Sri Chinmoy: Wir müssen wissen, dass es hier auf der Erde zwei Dinge gibt. Das eine ist Vergnügen, das andere ist Freude. Wir wissen, dass zwischen Vergnügen und Freude ein großer Unterschied besteht. Die menschliche Welt, das äußere Bewusstsein, schreit nach Vergnügen. Jedesmal, wenn Vergnügen erfüllt wird, sehen wir, dass in unserem Vergnügen Frustration überhand nimmt. Erst erfüllen wir unsere Wünsche, indem wir an das Vergnügen denken, zum Beispiel etwas so Unnötiges wie einen Cadillac zu kaufen. Bald danach sind wir frustriert, weil der Wagen, den wir erhalten haben, nicht groß genug ist; wir wollen etwas Komfortableres. Wenn wir mit unseren Wünschen der Bequemlichkeit nachlaufen, erhalten wir natürlich keine Zufriedenheit. Durch die Erfüllung unserer zahllosen Wünsche werden wir nie erfüllt. Wenn heute ein Wunsch erfüllt ist, werden wir morgen einen neuen Wunsch haben, und sobald dieser Wunsch erfüllt ist, werden wir wiederum einen neuen Wunsch haben. Wenn wir in unserem Leben Erfüllung durch Wünsche erwarten, werden wir nie erfüllt werden.
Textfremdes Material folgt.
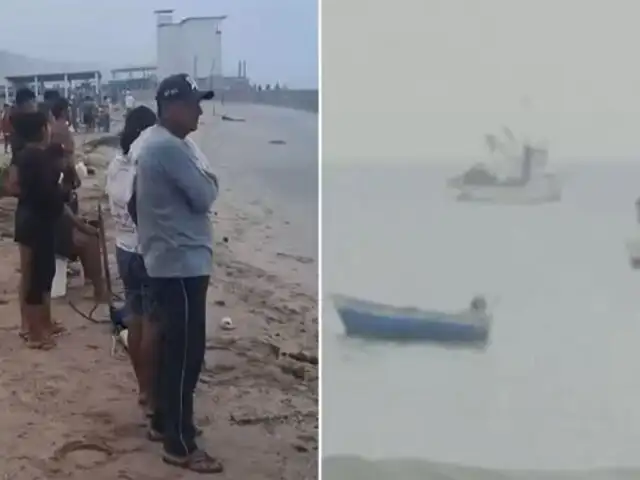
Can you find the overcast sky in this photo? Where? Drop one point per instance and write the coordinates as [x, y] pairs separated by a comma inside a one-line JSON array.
[[428, 78], [277, 38]]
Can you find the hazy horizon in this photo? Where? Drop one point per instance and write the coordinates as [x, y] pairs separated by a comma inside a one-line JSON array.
[[278, 39], [429, 78]]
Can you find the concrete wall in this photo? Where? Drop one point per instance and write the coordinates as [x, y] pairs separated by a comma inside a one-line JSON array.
[[306, 100]]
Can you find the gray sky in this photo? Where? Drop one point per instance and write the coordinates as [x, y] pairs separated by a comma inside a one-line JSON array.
[[277, 38], [428, 78]]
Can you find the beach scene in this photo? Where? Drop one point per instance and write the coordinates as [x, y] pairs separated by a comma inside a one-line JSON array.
[[554, 392], [72, 411]]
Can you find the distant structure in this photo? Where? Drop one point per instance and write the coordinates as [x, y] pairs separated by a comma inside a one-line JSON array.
[[192, 45], [90, 82], [140, 77]]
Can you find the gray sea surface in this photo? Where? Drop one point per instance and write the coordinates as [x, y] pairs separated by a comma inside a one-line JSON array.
[[559, 385]]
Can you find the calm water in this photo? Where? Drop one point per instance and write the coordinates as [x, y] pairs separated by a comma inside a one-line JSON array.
[[559, 386]]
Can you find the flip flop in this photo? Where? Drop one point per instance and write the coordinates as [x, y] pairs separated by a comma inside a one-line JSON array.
[[199, 461], [156, 436]]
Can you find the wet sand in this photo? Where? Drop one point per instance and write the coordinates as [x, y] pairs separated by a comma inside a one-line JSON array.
[[72, 413]]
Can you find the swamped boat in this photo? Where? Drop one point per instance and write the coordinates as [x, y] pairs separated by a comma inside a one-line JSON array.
[[531, 185], [377, 321]]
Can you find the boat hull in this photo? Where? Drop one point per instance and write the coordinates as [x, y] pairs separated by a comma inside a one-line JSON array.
[[373, 321], [544, 190]]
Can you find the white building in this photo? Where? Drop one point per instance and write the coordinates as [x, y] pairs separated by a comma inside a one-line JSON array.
[[192, 45]]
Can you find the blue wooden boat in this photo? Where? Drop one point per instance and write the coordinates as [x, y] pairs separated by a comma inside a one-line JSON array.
[[370, 320]]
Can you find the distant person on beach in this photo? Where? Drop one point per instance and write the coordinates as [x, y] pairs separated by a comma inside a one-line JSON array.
[[105, 115], [71, 243], [40, 205], [174, 192], [25, 102], [129, 102], [89, 113], [6, 127], [143, 336]]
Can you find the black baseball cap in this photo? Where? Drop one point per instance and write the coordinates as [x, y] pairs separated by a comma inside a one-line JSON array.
[[181, 87]]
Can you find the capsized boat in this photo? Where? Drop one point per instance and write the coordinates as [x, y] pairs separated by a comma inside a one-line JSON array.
[[531, 185], [543, 189], [371, 320]]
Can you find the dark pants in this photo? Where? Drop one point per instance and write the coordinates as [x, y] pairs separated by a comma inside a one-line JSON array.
[[181, 305]]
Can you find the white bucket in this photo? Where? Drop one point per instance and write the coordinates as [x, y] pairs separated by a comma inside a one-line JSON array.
[[124, 338], [59, 287]]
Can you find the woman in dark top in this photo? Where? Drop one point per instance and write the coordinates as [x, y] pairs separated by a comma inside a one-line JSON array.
[[40, 205]]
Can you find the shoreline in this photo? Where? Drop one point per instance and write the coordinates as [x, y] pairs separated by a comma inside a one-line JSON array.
[[353, 467], [73, 410]]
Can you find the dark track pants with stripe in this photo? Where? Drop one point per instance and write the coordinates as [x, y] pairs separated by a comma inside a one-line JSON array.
[[180, 304]]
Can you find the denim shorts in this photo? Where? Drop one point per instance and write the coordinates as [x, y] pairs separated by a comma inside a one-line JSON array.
[[135, 279]]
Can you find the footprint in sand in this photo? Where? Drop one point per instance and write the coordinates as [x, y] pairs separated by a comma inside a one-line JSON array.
[[83, 455]]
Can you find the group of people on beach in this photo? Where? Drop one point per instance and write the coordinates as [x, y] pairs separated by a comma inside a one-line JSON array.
[[161, 189]]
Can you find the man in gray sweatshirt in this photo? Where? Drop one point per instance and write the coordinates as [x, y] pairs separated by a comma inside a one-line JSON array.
[[174, 193]]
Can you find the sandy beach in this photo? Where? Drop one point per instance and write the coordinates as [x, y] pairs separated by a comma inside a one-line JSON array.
[[72, 413]]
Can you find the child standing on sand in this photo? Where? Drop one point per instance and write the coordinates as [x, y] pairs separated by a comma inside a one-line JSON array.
[[142, 330], [40, 205]]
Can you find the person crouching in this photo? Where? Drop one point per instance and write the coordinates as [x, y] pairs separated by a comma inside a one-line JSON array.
[[40, 205]]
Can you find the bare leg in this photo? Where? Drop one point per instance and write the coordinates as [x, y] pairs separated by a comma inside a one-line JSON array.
[[35, 317], [88, 250], [133, 347], [25, 261]]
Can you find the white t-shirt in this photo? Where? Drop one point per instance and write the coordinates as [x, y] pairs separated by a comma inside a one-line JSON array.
[[120, 175]]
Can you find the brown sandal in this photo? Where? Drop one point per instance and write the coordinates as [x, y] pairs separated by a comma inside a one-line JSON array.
[[156, 436], [57, 329], [199, 461]]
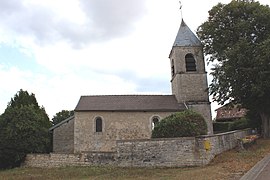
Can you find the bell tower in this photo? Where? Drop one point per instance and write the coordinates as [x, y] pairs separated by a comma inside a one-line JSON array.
[[188, 75]]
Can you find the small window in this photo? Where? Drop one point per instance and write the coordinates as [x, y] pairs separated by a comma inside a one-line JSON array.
[[190, 63], [98, 124], [172, 68], [155, 121]]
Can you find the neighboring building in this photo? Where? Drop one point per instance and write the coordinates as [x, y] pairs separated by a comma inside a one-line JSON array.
[[230, 112], [101, 120]]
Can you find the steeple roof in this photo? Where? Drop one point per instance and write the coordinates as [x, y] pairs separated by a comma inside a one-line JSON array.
[[185, 37]]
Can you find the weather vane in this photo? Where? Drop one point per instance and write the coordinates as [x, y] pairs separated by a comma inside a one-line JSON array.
[[181, 9]]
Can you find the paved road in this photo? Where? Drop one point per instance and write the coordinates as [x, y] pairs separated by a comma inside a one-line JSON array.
[[261, 171]]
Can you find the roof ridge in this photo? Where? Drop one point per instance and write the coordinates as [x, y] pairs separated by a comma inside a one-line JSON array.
[[127, 95]]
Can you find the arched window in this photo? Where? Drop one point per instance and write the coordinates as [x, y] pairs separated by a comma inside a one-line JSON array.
[[98, 124], [172, 68], [155, 120], [190, 62]]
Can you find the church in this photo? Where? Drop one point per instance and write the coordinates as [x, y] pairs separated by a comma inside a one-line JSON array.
[[99, 121]]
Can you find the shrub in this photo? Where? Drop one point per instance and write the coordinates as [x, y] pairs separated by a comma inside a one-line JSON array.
[[181, 124]]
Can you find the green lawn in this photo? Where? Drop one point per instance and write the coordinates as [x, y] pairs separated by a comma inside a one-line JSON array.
[[229, 165]]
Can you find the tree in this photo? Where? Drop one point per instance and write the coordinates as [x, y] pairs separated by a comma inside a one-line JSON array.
[[236, 38], [23, 129], [62, 115], [181, 124]]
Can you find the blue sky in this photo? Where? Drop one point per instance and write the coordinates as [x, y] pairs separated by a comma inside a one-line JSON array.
[[60, 50]]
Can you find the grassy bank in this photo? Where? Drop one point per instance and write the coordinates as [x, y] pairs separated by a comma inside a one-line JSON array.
[[229, 165]]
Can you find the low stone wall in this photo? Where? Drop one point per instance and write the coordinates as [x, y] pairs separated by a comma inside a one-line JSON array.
[[171, 152]]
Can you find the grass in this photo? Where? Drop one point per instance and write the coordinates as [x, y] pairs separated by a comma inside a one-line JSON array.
[[229, 165]]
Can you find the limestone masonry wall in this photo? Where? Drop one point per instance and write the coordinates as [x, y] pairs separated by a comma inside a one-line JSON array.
[[172, 152]]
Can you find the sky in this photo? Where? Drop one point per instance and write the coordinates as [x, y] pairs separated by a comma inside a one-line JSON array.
[[60, 50]]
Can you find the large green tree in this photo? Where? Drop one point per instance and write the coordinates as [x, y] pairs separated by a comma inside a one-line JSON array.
[[236, 39], [62, 115], [23, 129]]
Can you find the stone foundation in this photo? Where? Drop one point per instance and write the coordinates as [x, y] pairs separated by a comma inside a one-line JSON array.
[[171, 152]]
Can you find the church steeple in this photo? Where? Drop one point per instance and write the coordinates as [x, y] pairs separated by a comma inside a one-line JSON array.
[[185, 37], [189, 78]]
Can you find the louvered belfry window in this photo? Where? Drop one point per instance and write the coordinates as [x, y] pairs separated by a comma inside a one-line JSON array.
[[190, 63], [98, 124]]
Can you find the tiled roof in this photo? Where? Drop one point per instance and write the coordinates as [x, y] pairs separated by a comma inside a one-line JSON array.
[[230, 113], [164, 103], [185, 37]]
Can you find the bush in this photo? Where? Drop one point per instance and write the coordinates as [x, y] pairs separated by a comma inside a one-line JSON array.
[[181, 124]]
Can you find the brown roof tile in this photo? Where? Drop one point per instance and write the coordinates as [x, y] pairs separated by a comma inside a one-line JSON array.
[[129, 103]]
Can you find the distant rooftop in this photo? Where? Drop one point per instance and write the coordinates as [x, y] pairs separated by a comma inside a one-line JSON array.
[[161, 103], [185, 37]]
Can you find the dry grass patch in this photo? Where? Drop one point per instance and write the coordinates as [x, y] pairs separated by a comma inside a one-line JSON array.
[[228, 166]]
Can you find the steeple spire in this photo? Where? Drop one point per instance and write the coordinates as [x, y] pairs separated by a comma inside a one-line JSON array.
[[181, 9], [185, 37]]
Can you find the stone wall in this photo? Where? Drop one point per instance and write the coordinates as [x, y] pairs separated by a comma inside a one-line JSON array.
[[116, 126], [63, 137], [172, 152]]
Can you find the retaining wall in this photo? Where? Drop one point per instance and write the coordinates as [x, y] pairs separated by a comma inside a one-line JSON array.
[[171, 152]]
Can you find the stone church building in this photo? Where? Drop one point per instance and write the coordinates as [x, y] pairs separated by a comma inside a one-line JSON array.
[[99, 121]]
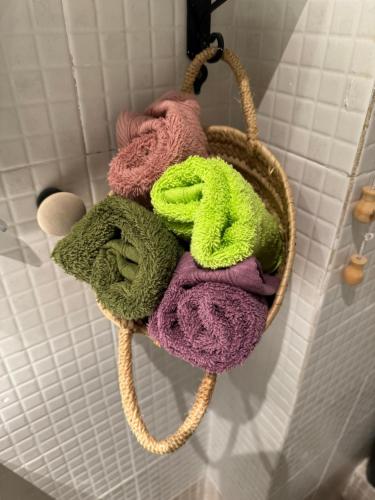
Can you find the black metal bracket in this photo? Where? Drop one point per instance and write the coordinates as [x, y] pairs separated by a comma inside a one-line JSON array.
[[199, 35]]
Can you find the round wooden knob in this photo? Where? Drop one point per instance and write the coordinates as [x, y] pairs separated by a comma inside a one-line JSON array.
[[58, 212], [364, 210], [353, 273]]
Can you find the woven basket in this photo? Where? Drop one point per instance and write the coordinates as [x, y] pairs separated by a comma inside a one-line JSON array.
[[257, 164]]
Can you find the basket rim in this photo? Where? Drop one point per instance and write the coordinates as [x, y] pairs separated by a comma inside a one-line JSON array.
[[261, 151]]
Wenn wir uns jedoch nach Freude sehnen, nach innerer Freude, dann laufen wir jedesmal auf die Erfüllung zu. Wenn wir fünf oder zehn Minuten meditieren, erhalten wir innere Freude, die uns erfüllt. Wenn wir fühlen, dass Freude in unser Leben kommt, dann entsteht aus der Freude mehr Freude, immense Freude, grenzenlose Freude. Innere Freude will nur, dass wir Gott erfüllen; und nur indem wir Gott erfüllen, können wir wirklich erfüllt werden.
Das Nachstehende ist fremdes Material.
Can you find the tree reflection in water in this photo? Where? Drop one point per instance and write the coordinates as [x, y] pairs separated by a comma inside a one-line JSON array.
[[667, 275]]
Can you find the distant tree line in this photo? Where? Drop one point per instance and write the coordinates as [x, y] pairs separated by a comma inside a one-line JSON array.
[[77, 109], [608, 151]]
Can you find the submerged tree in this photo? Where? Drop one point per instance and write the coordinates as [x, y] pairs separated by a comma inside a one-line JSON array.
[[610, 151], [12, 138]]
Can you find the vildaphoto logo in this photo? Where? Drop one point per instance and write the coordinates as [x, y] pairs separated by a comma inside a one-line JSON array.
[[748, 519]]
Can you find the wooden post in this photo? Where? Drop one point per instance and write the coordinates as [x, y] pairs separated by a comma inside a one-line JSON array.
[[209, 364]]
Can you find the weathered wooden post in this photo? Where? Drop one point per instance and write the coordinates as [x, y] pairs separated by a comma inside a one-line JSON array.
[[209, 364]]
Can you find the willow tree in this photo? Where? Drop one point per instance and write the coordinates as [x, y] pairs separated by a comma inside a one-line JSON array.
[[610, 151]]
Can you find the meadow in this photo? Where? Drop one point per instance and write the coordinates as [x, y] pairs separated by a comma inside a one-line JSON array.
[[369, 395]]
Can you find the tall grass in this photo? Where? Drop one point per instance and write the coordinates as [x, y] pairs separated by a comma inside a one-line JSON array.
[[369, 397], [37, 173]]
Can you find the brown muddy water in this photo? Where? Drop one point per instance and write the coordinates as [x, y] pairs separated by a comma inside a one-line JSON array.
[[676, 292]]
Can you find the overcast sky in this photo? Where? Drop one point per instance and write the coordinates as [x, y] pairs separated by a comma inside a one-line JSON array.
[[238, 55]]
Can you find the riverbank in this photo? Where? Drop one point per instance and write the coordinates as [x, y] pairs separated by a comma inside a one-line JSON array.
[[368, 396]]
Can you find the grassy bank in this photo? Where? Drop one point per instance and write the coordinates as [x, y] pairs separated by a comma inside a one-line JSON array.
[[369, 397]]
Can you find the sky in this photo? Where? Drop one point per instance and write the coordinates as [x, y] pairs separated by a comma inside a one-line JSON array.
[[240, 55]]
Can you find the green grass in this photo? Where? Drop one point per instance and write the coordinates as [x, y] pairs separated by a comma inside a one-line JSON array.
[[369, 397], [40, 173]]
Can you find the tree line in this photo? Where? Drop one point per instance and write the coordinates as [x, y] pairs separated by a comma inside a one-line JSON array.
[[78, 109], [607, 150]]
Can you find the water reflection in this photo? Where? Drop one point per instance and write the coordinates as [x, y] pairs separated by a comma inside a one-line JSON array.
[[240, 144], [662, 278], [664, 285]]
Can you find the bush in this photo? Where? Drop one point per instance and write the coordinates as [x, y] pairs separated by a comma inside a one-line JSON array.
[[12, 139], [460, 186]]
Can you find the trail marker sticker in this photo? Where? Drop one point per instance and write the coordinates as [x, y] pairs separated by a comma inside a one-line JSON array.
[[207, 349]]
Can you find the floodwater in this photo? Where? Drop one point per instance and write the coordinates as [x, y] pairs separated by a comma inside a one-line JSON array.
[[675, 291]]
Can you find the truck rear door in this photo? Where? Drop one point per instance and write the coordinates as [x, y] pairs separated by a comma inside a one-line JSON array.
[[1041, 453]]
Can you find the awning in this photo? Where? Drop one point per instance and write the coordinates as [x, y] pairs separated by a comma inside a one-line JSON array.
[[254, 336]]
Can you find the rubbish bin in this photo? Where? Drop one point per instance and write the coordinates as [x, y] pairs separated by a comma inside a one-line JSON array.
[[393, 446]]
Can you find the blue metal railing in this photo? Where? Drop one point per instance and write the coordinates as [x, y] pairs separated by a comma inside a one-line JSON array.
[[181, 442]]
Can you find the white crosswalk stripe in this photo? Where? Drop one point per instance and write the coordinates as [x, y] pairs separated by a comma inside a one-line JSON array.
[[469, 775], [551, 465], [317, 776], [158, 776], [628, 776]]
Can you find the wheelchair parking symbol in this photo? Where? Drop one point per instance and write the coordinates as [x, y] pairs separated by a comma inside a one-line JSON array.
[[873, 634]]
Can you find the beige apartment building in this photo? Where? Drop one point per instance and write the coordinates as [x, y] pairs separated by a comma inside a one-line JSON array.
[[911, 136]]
Unsere menschlichen Wünsche oder Begierden werden nie vollständig erfüllt. Man muss sie transzendieren. Begierde hat nicht die Fähigkeit, uns zu befreien. Im Gegenteil, die ureigenste Natur der Begierde ist, uns zu binden, denn die Begierde selbst ist gebunden. Dagegen ist es die ureigenste Natur der Strebsamkeit, uns zu befreien, denn Strebsamkeit ist immer frei. Was selbst Freiheit hat, kann uns schließlich befreien, aber was selbst keine Freiheit hat, sondern nur ein Sklave ist, hat uns nichts anzubieten.